Steven Spielberg heard about this incident from the trial, and contacted Justice Bach for the details. He later incorporated this event into his film Schindler’s List, a movie filmed virtually in black and white – except for a scene where Schindler peers into a concentration camp and among the grittiness, the pain, and the sickness, sees a young girl wearing a bright red coat.

Sometime later in the film, he chances upon the coat again, though this time it is torn and filthy and the girl is nowhere to be seen. This becomes a critical moment in his emerging consciousness that moves Schindler to take action against the horrors around him.

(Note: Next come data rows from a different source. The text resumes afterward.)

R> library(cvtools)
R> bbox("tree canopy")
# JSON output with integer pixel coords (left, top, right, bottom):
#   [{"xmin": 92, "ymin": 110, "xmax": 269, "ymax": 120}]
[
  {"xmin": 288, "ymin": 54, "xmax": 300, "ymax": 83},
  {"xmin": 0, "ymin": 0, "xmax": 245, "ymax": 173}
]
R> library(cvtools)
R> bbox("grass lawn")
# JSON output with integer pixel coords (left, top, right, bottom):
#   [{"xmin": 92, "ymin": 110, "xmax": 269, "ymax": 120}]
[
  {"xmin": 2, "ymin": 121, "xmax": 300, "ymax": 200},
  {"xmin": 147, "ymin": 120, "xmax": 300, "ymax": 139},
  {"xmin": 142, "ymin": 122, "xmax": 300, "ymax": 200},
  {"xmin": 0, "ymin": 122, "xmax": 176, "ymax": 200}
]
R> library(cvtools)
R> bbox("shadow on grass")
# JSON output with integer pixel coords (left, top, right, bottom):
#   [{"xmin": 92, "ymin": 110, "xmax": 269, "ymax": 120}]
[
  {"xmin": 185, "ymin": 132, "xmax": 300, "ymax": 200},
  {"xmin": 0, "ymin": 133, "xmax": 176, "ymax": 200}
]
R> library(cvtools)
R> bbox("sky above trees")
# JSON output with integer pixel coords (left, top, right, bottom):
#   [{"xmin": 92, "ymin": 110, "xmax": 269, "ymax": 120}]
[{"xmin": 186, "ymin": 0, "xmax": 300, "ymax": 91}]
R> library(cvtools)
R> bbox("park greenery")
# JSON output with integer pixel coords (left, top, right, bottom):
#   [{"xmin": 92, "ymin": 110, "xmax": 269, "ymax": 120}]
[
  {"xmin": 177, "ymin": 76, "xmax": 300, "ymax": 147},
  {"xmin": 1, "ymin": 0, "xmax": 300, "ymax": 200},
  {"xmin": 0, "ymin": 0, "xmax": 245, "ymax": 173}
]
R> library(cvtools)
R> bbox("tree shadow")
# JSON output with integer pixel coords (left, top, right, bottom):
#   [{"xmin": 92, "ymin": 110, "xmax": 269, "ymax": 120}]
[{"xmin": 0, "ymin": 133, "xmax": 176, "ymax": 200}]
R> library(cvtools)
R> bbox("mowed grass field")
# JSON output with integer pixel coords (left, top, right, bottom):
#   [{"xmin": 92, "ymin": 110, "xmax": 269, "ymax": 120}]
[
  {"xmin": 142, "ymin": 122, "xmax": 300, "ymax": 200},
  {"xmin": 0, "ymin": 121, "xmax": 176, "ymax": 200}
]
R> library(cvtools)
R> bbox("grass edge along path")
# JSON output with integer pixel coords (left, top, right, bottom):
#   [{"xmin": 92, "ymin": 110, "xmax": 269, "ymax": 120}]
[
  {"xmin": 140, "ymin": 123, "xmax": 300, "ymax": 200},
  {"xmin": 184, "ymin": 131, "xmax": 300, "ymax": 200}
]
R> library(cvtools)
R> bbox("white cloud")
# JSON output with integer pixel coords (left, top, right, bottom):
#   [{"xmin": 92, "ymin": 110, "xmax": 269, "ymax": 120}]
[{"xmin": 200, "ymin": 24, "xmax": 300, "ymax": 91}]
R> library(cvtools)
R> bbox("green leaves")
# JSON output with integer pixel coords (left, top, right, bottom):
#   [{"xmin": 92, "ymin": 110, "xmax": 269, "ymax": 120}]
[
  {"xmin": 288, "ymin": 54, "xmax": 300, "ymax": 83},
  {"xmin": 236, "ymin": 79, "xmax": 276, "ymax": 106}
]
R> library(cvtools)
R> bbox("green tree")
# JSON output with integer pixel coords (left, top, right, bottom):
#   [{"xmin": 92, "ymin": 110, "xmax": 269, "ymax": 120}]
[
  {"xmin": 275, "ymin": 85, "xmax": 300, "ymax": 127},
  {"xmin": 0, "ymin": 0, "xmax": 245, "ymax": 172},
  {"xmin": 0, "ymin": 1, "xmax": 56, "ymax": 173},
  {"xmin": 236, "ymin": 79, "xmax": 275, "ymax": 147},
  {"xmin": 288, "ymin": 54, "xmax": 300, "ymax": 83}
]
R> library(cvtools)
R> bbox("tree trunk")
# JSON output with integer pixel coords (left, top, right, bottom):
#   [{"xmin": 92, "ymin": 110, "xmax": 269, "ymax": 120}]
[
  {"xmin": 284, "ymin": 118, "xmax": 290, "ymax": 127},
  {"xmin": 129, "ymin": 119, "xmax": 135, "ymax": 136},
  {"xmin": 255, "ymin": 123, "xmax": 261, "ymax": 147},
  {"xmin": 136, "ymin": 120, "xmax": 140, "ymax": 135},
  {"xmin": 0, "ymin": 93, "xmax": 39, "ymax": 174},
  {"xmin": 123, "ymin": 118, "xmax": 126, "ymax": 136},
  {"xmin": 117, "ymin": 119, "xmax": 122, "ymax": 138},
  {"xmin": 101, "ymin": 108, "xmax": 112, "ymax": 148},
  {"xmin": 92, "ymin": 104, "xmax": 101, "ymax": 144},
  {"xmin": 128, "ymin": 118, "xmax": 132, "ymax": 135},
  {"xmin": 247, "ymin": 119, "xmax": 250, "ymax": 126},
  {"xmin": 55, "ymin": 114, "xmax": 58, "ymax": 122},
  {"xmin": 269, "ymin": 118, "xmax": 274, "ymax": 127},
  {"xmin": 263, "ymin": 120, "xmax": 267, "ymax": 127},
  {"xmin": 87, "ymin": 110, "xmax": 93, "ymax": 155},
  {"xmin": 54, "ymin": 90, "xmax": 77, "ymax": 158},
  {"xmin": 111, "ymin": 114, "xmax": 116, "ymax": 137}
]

The True Meaning of Family

In his preparation for the trial, Justice Bach read the autobiography of Rudolf Hoess, the commandant at Auschwitz-Birkenau concentration camps.

In the book, Hoess recounts a conversation he had with Adolf Eichmann who vehemently argued for the extermination of children first so that the Jewish people will never again repopulate Europe. Bach read this passage in Hoess’s book just before first meeting with Eichmann in his prison cell.

In Omaha, Bach recalled that when sitting just inches away from this man who played a leading role in the annihilation of European Jews, “It was difficult for me to keep a poker face at this particular point in time.”

As I sat listening in quiet respect for this incredible man, tears welling in my eyes, I thought once again about my family.

With moist eyes, I said to Justice Bach following his moving talk, “Thank you for bringing to justice the man responsible for ordering the death of members of my family. Thank you for bringing justice to the man responsible for ordering the death of members of the Jewish family.”

Without a further word, our eyes locked motionless in deep connection and profound comprehension. And I felt a sense of peace.